Locate reindex bottleneck

Hello,

I’m need some help to locate the reason for slow reindexing speed. I’m reindexing one index from a 3 node to cluster to another 3 node cluster in the same datacenter. Relevant changes that should affect the speed are disabling of the replicas and the refreshing:

      "index.number_of_replicas" : "0",
      "index.refresh_interval" : "-1",

Neither the CPU, nor the disk io nor the network are even remotely saturated. I get a pretty constant indexing rate of about 1240 documents/s.
The index itself is a bit special since it is for reasons heavily overshared. There are 960 primary shards + 1 replica.

How can I identify the bottleneck?

best regards,
Matthias

Anything unusual about this index itself - e.g. large docs? stored fields?
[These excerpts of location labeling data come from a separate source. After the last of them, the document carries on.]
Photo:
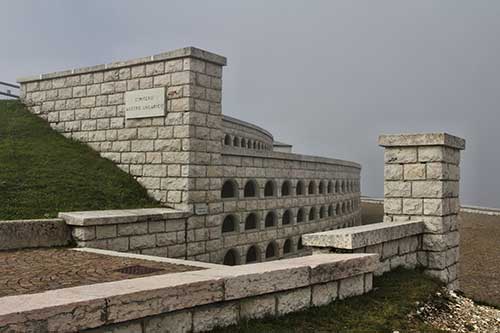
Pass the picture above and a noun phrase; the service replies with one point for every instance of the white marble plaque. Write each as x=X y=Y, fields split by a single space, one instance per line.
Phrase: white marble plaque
x=145 y=103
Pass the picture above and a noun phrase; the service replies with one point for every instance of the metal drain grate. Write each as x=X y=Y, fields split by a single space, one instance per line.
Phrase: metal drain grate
x=138 y=270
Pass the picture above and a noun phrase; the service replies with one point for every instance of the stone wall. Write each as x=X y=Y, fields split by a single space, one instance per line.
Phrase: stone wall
x=396 y=243
x=182 y=158
x=19 y=234
x=421 y=184
x=165 y=154
x=329 y=205
x=192 y=301
x=244 y=135
x=154 y=231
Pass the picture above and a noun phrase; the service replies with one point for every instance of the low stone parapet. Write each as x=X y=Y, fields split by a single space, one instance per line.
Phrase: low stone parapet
x=192 y=301
x=152 y=231
x=19 y=234
x=396 y=243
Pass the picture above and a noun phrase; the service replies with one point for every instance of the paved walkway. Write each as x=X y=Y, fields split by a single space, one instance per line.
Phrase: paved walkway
x=34 y=271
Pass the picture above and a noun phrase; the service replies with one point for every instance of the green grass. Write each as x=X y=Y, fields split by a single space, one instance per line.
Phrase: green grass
x=42 y=173
x=385 y=309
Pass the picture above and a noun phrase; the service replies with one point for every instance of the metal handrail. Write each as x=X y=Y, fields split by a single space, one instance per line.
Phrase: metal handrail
x=10 y=85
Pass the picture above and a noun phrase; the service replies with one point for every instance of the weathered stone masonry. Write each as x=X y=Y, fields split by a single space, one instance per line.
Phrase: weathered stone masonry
x=421 y=205
x=186 y=158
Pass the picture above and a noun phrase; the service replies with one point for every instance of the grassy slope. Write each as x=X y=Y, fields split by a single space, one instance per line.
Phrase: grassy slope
x=385 y=309
x=43 y=173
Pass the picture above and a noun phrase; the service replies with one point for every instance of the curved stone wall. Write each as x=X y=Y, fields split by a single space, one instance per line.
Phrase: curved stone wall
x=308 y=194
x=243 y=135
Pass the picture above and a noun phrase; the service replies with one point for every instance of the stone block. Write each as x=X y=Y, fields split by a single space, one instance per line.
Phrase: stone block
x=397 y=189
x=411 y=261
x=428 y=189
x=397 y=261
x=412 y=206
x=393 y=206
x=293 y=300
x=368 y=282
x=209 y=317
x=142 y=242
x=120 y=244
x=393 y=172
x=437 y=171
x=436 y=260
x=436 y=207
x=400 y=155
x=352 y=286
x=173 y=322
x=389 y=249
x=258 y=307
x=83 y=233
x=105 y=231
x=414 y=171
x=324 y=293
x=136 y=228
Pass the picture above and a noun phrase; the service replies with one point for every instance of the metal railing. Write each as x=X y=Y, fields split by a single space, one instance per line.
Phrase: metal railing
x=7 y=91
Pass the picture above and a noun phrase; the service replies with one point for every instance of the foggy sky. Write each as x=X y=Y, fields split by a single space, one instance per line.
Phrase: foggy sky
x=325 y=76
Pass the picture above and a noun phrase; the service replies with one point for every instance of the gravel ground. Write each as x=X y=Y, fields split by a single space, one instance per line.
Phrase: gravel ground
x=479 y=269
x=453 y=312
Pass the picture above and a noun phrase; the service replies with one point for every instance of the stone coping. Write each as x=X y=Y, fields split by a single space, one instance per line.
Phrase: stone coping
x=463 y=208
x=366 y=235
x=231 y=151
x=190 y=51
x=150 y=258
x=429 y=139
x=84 y=307
x=103 y=217
x=247 y=124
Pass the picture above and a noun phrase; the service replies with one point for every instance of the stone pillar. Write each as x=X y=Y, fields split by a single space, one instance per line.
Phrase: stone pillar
x=421 y=182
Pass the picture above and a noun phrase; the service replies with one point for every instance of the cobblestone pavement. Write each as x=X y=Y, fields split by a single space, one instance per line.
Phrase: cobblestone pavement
x=38 y=270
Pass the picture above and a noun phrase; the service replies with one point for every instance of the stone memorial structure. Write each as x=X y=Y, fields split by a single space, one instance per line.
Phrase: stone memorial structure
x=421 y=206
x=234 y=198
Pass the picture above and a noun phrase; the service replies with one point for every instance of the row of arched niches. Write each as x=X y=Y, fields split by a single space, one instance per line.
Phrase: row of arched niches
x=246 y=143
x=235 y=223
x=230 y=188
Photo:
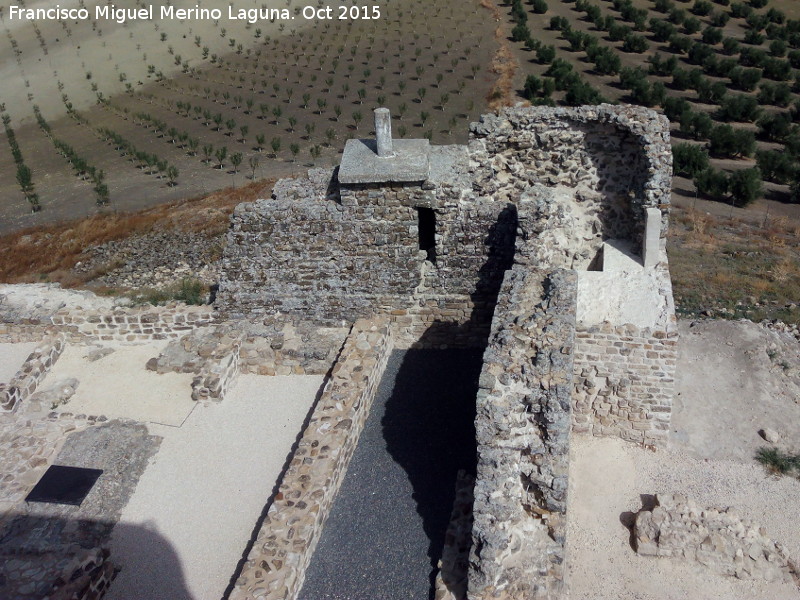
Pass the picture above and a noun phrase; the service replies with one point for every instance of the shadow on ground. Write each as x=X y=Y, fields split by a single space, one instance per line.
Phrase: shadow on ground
x=429 y=430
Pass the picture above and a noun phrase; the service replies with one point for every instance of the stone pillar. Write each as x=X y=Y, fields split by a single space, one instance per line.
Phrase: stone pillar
x=651 y=247
x=383 y=132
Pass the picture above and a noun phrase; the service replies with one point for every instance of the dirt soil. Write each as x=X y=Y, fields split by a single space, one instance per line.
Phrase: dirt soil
x=731 y=383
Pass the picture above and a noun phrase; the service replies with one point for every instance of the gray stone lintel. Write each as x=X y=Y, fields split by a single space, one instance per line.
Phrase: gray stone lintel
x=651 y=250
x=361 y=163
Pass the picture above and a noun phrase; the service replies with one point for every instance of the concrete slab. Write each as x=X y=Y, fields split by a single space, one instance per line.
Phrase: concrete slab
x=197 y=503
x=361 y=163
x=119 y=386
x=621 y=297
x=11 y=358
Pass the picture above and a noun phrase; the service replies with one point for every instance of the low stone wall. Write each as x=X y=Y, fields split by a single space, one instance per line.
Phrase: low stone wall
x=624 y=383
x=275 y=568
x=17 y=333
x=217 y=375
x=523 y=427
x=716 y=538
x=88 y=577
x=32 y=372
x=134 y=324
x=292 y=350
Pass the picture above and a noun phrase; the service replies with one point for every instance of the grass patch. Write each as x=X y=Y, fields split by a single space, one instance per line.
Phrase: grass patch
x=778 y=462
x=188 y=291
x=48 y=253
x=732 y=269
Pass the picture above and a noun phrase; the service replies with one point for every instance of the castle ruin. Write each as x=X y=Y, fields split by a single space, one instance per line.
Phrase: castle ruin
x=542 y=239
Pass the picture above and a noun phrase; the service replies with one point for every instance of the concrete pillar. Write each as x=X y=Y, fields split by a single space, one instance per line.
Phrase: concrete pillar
x=651 y=247
x=383 y=132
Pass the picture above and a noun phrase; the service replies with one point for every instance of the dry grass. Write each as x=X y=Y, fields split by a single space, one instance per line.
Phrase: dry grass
x=51 y=251
x=504 y=65
x=732 y=268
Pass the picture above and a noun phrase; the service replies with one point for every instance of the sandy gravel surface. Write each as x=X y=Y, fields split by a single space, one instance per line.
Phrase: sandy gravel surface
x=186 y=526
x=11 y=358
x=734 y=378
x=608 y=477
x=730 y=384
x=119 y=386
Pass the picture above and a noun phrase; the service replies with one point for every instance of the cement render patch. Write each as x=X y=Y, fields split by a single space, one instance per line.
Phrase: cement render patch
x=185 y=528
x=386 y=530
x=11 y=358
x=361 y=164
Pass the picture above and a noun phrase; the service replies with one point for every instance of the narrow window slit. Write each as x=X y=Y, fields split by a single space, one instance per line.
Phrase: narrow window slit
x=427 y=232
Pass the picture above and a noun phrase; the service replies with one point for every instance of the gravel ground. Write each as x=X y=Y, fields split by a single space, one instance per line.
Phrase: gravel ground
x=608 y=477
x=731 y=382
x=119 y=386
x=11 y=358
x=385 y=533
x=186 y=526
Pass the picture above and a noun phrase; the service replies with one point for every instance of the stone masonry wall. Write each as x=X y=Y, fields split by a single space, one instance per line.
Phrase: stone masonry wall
x=624 y=383
x=612 y=161
x=523 y=428
x=716 y=538
x=275 y=568
x=33 y=371
x=133 y=324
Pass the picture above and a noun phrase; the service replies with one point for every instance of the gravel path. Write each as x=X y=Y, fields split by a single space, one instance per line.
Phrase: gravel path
x=607 y=478
x=386 y=530
x=185 y=528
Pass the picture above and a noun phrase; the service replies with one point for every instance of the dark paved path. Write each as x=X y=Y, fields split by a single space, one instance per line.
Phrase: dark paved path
x=386 y=530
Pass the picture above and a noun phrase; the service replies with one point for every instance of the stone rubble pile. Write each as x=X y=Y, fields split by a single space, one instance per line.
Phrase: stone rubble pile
x=715 y=538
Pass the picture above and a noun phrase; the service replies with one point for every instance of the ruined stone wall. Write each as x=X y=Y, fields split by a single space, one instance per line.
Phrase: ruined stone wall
x=523 y=429
x=609 y=162
x=133 y=324
x=624 y=382
x=275 y=568
x=31 y=373
x=331 y=254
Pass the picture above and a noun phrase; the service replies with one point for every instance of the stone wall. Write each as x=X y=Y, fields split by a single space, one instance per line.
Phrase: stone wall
x=332 y=253
x=716 y=538
x=133 y=324
x=612 y=162
x=523 y=428
x=31 y=373
x=624 y=383
x=16 y=333
x=275 y=568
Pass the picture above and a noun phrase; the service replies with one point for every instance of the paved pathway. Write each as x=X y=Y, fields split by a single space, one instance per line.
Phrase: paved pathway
x=386 y=530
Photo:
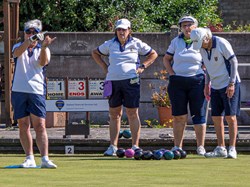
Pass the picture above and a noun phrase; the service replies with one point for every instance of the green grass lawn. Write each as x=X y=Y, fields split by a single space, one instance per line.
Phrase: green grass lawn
x=96 y=170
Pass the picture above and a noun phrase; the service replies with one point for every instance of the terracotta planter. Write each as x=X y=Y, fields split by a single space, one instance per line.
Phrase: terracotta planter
x=165 y=116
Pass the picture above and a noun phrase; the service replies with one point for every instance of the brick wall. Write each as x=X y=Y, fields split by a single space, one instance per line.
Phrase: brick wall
x=71 y=57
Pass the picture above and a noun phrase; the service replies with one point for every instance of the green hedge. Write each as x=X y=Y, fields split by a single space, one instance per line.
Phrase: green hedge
x=99 y=15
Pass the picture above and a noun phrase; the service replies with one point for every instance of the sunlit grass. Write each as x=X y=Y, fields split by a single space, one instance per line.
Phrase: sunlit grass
x=96 y=170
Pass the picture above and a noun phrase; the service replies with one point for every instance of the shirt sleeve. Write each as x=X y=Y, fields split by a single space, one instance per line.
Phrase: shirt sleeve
x=171 y=48
x=226 y=48
x=144 y=49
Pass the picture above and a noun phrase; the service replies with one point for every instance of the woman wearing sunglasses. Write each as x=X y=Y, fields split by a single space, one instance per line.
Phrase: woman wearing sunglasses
x=28 y=91
x=122 y=73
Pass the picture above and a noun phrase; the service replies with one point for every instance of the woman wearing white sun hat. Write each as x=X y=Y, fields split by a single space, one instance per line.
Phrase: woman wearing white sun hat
x=186 y=84
x=224 y=91
x=123 y=75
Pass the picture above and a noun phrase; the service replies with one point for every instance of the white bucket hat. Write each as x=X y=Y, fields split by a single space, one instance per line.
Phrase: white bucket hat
x=122 y=23
x=197 y=36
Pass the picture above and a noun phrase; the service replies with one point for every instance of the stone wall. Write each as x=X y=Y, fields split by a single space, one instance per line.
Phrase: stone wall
x=71 y=57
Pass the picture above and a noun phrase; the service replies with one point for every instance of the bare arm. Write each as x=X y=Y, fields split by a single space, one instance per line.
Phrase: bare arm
x=20 y=50
x=98 y=59
x=43 y=55
x=148 y=61
x=167 y=59
x=234 y=67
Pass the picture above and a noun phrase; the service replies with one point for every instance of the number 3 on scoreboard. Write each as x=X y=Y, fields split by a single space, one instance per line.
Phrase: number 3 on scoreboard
x=81 y=86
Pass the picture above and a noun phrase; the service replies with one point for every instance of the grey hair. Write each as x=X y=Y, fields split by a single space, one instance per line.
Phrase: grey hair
x=188 y=18
x=36 y=24
x=208 y=33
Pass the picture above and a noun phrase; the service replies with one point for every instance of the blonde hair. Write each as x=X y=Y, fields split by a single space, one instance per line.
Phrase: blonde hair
x=36 y=24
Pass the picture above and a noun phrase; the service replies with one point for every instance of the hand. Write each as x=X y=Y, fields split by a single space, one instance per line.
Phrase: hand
x=230 y=90
x=39 y=36
x=207 y=92
x=47 y=41
x=139 y=70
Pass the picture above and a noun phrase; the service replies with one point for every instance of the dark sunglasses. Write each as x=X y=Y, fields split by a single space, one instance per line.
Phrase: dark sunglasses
x=31 y=32
x=120 y=29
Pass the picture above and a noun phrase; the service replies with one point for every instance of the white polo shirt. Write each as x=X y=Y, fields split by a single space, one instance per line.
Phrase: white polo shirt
x=29 y=74
x=187 y=61
x=123 y=62
x=215 y=62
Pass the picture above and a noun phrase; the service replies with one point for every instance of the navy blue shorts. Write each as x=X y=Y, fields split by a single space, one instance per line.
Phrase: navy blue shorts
x=184 y=91
x=126 y=93
x=26 y=103
x=222 y=105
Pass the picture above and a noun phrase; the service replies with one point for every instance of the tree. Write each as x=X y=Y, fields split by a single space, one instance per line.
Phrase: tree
x=100 y=15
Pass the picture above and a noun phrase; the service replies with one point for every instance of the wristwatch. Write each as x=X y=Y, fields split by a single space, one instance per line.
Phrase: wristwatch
x=142 y=66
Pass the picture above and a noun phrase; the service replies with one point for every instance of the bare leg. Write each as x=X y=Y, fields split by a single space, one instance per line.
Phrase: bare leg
x=219 y=128
x=25 y=135
x=179 y=125
x=41 y=134
x=200 y=131
x=135 y=124
x=233 y=129
x=114 y=125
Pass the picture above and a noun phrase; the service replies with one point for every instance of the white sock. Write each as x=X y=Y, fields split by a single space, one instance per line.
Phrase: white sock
x=45 y=158
x=30 y=157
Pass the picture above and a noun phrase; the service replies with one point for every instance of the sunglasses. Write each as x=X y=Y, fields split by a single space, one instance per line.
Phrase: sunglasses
x=31 y=32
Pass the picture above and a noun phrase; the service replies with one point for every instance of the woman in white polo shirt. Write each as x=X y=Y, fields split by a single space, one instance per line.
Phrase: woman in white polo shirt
x=123 y=75
x=186 y=84
x=222 y=72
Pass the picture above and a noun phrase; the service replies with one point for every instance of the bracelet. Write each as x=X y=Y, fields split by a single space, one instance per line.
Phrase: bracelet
x=142 y=66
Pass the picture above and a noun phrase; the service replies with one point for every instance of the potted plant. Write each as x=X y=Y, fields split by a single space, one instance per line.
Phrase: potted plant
x=160 y=99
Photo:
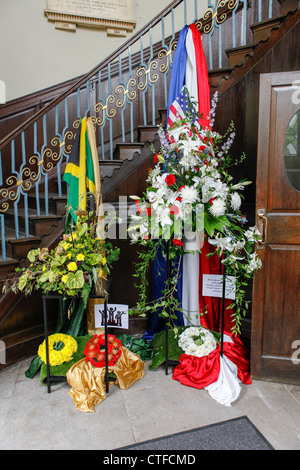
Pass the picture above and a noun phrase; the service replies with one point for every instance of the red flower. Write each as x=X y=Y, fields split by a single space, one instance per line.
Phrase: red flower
x=170 y=180
x=174 y=209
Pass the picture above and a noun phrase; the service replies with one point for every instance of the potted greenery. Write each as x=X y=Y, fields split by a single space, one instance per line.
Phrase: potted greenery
x=76 y=268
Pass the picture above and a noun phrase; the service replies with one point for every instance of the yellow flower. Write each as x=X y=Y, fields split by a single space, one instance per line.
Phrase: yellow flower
x=66 y=245
x=58 y=356
x=72 y=266
x=101 y=273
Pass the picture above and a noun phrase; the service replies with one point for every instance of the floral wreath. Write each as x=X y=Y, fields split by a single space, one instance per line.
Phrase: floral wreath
x=197 y=341
x=95 y=350
x=61 y=349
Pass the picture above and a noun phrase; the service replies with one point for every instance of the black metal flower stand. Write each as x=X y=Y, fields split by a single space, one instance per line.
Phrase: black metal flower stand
x=60 y=297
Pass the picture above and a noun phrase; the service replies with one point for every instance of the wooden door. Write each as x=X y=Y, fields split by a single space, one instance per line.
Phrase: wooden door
x=275 y=343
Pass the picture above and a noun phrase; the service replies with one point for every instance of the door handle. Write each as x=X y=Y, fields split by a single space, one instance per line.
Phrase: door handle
x=262 y=225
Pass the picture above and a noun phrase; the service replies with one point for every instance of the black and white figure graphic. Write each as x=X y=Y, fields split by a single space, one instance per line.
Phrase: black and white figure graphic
x=117 y=316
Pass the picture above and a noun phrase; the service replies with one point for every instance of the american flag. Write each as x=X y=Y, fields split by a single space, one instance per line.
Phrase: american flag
x=178 y=107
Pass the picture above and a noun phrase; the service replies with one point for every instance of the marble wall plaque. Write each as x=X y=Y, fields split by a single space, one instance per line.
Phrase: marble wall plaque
x=112 y=14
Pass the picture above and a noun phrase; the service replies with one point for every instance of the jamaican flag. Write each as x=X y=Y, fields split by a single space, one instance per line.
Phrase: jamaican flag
x=82 y=170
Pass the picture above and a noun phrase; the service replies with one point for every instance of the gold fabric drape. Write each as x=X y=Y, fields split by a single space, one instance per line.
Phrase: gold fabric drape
x=87 y=382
That’s a good point! The doc size very different, from like 1KB to 10s of MB.

My next approach was to split the documents in groups of a certain size, like 0 to 10000 bytes, 10000 to 15000 bytes… This also allows to run the reindexing in parallel and to set a proper batch size. That was necessary, because reindexing everything at once was often interrupted because the 100mb buffer was exceeded.

With this approach I’ve achieved a reindexing rate of about 6K/s, which sounds reasonable.

Yeah - OpenSearch is more aligned to doing constant ingestion of documents rather than batches like what you originally described. Seems like you are doing a good job now but there are lots of optimizations strategies that are possible, but you often need to tune it according to your specific document quirks.